Gradient descent

Recently, I was studying neural networks and deep learning on Coursera. I realised it is crucial to understand gradient descent and backward propagation...

Gradient descent

Recently, I was studying neural networks and deep learning on Coursera. I realised it is crucial to understand gradient descent and backward propagation when exploring neural network training algorithms. So I decided to write an article to show the details in the basic linear, sigmoid neural net.

Gradient descent is a method to find the local minimum numerical value, widely used in supervised learning for finding the optimal value of the training parameters.

First, start with a quadratic function $y = (x-1)^2$. It is trivil to see that the minimum value is at $(1, 0)$. Assuming the start point is $(1, 0)$, then we use gradient descent to find the target optimal value.

First, let $(x, y) = (0, 1)$, the derivative at $x=1$ is $(0, -2)$. Then update $x$ with

$$x := x - \alpha\frac{dy}{dx}$$

The $\alpha$ here called the learning rate in deep learning, which is chosen as a hyper parameter by the user.
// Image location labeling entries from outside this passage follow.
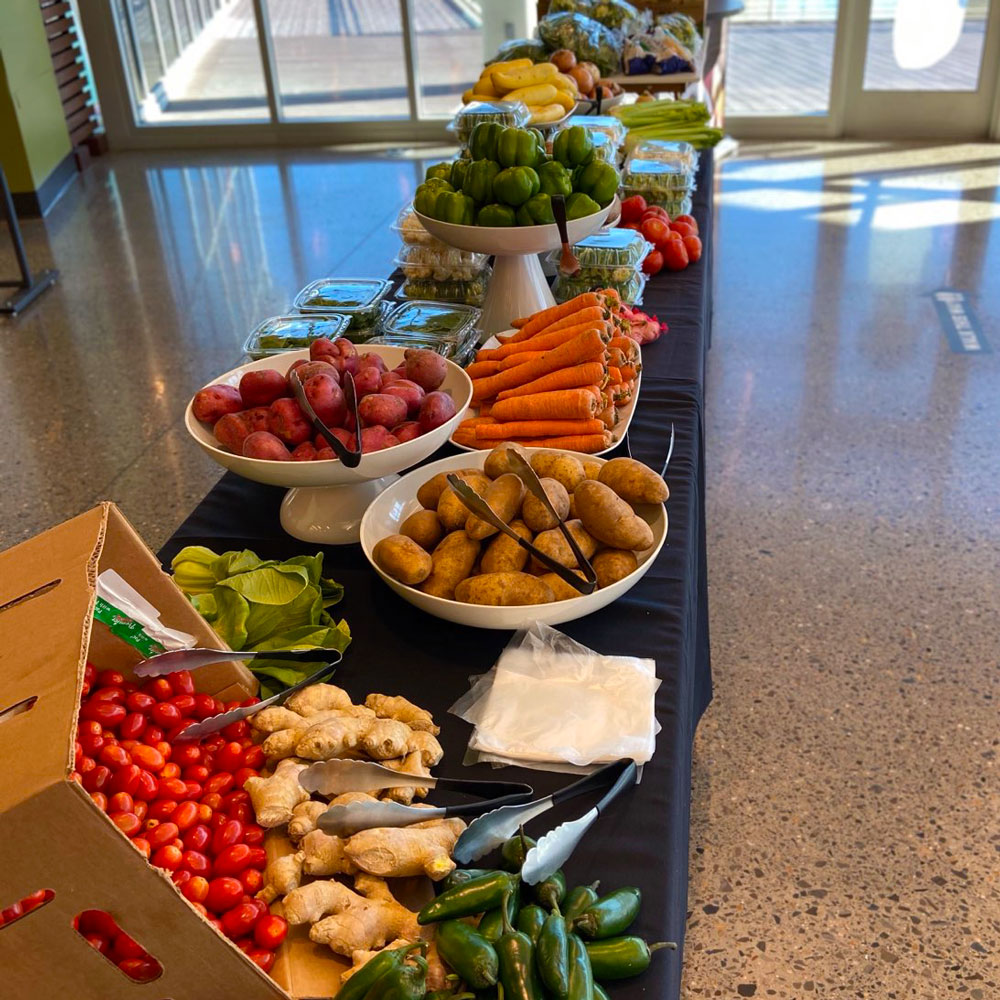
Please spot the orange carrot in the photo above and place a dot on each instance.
(590, 373)
(562, 404)
(572, 352)
(538, 321)
(537, 428)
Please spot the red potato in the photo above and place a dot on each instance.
(377, 439)
(215, 401)
(263, 444)
(381, 408)
(289, 423)
(436, 409)
(262, 388)
(409, 392)
(407, 431)
(326, 398)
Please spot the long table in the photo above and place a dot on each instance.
(643, 839)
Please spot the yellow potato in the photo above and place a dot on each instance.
(633, 481)
(504, 497)
(401, 558)
(609, 518)
(612, 565)
(424, 528)
(503, 554)
(556, 547)
(451, 563)
(504, 590)
(558, 465)
(535, 515)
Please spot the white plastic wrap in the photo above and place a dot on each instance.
(551, 702)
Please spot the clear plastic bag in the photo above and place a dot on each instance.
(550, 702)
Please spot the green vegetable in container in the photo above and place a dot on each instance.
(515, 185)
(261, 605)
(554, 178)
(479, 178)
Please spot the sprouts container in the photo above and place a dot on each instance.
(357, 298)
(289, 333)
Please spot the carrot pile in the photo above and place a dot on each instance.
(558, 380)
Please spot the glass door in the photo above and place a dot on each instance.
(922, 68)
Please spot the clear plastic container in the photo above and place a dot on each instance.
(357, 298)
(291, 333)
(506, 113)
(442, 263)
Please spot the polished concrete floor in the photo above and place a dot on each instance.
(845, 819)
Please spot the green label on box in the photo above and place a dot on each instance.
(126, 628)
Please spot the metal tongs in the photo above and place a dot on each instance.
(334, 777)
(350, 457)
(526, 474)
(490, 830)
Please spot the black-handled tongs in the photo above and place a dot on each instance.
(350, 457)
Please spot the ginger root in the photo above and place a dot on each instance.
(403, 852)
(397, 707)
(275, 797)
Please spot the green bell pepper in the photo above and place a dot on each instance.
(478, 183)
(483, 140)
(536, 211)
(442, 170)
(573, 146)
(517, 147)
(454, 207)
(554, 178)
(496, 215)
(515, 185)
(579, 204)
(599, 180)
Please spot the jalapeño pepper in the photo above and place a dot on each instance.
(475, 896)
(622, 957)
(611, 915)
(468, 953)
(385, 961)
(516, 955)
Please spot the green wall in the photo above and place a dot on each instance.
(33, 136)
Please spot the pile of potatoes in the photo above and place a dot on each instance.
(446, 551)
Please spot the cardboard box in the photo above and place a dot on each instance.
(52, 836)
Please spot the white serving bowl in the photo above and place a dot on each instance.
(388, 511)
(326, 499)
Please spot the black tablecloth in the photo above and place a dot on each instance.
(643, 839)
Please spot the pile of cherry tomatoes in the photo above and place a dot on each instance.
(675, 241)
(181, 803)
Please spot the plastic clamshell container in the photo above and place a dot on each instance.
(444, 264)
(289, 333)
(356, 298)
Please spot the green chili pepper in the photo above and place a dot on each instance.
(518, 974)
(611, 915)
(475, 896)
(530, 921)
(514, 851)
(552, 956)
(362, 981)
(622, 957)
(581, 975)
(551, 891)
(462, 875)
(578, 900)
(468, 953)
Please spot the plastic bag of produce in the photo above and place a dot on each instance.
(588, 39)
(521, 48)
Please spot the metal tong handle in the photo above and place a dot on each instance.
(482, 509)
(529, 477)
(351, 459)
(216, 722)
We let $\alpha=0.1$ in this case, and then $x$ will be updated to $x := 0 - 0.1*(-2) = 0.2$. Substitute $x$ with 0.2 and the derivative at $x=0.2$ with $-1.6$, then $x$ will be updated to 0.36. By repeating with this process, after enough iterations, which also is a hyper parameter chosen by the user, the final value will be close enough to $x= 0$.

Let's apply gradient descent to the neural net.

One hidden layer neural net

Single Training Example

First, define the input layer $x$ as $a^{[0]}$ for single training example, and $X$ as $A^{[0]}$ for all training examples. And the output value $\hat{y} = a^{[L]}$, and $\hat{Y} = A^{[L]}$ for all training examples. Then for each layer, we have

$$z^{[i]} = w^{[i]}a^{[i-1]} + b^{[i]}$$

$$a^{[i]} = g^{[i]}(z^{[i]})$$

And for the cost function

$$L(a^{[L]}, y) = -(yloga^{[L]} + (1-y)log(1-a^{[L]}))$$

while $y$ is the labeled output in the training set.

As we need to search the optimal value for $w^{[l]}$ and $b^{[l]}$, to apply gradient descent, we need to find the derivatives of each layer. We use $dx=\frac{\partial L}{\partial x}$ to simplify the notation.

First

$$da^{[L]}=\frac{\partial L}{\partial da^{[L]}}=\frac{1-y}{1-a^{[L]}} - \frac{y}{a^{[L]}}$$

If the active function $g^{[L]}$ is a sigmoid function, then $g{'}=g(1-g)$. We can calculate $dz^{[L]}$ with the chain rule

$$dz^{[L]}=da^{[L]}\frac{\partial da^{[L]}}{\partial dz^{[L]}}=da^{[L]} \cdot a^{[L]}(1-a^{[L]})=a^{[L]}-y$$

It is trivil to see

$$dw^{[L]}=a^{[L-1]}dz^{[L]}$$

$$db^{[L]}=dz^{[L]}$$

$$da^{[L-1]}=w^{[L]}dz^{[L]}$$

Recursively apply this form backward, then we can get derivatives for all variables.

$$dz^{[l]}=da^{[l]}g{'}(z^{[l]})$$

$$dw^{[l]}=a^{[l-1]}dz^{[l]}$$

$$db^{[l]}=dz^{[l]}$$

$$da^{[l-1]}=w^{[l]}dz^{[l]}$$

Vectorisation with m Training Examples

The above equations show a recursive way to calculate derivatives for a single training example. For m training examples, we need to replace the vector with a matrix with m columns, while each column is one training example.

First

$$Z^{[i]}=W^{[i]}A^{[i-1]} + b^{[i]}$$

$$A^{[i]}=g^{[i]}(Z^{[i]})$$

and the cost function

$$J = 1/m\sum_{i=1}^{m}L(A^{[L](i)}, Y)$$

Since each column is one training example and they are independent to each other, we have $dZ^{[L]}=A^{[L]}-Y$. And similarly we can get the recursive form of the vectorised equations.

$$dZ^{[l]}=dA^{[l]}g{'}(Z^{[l]})$$

$$dW^{[l]}=\frac{1}{m}dZ^{[l]}{A^{[l-1]}}^{T}$$

$$db^{[l]}=\frac{1}{m}np.sum(dZ^{[l]}, axis=1, keepdims=True)$$

$$dA^{[l-1]}={W^{[l]}}^{T}dZ^{[l]}$$

With this recursive formula, we can calculate derivatives for each layer and update $W$ and $b$ accordingly.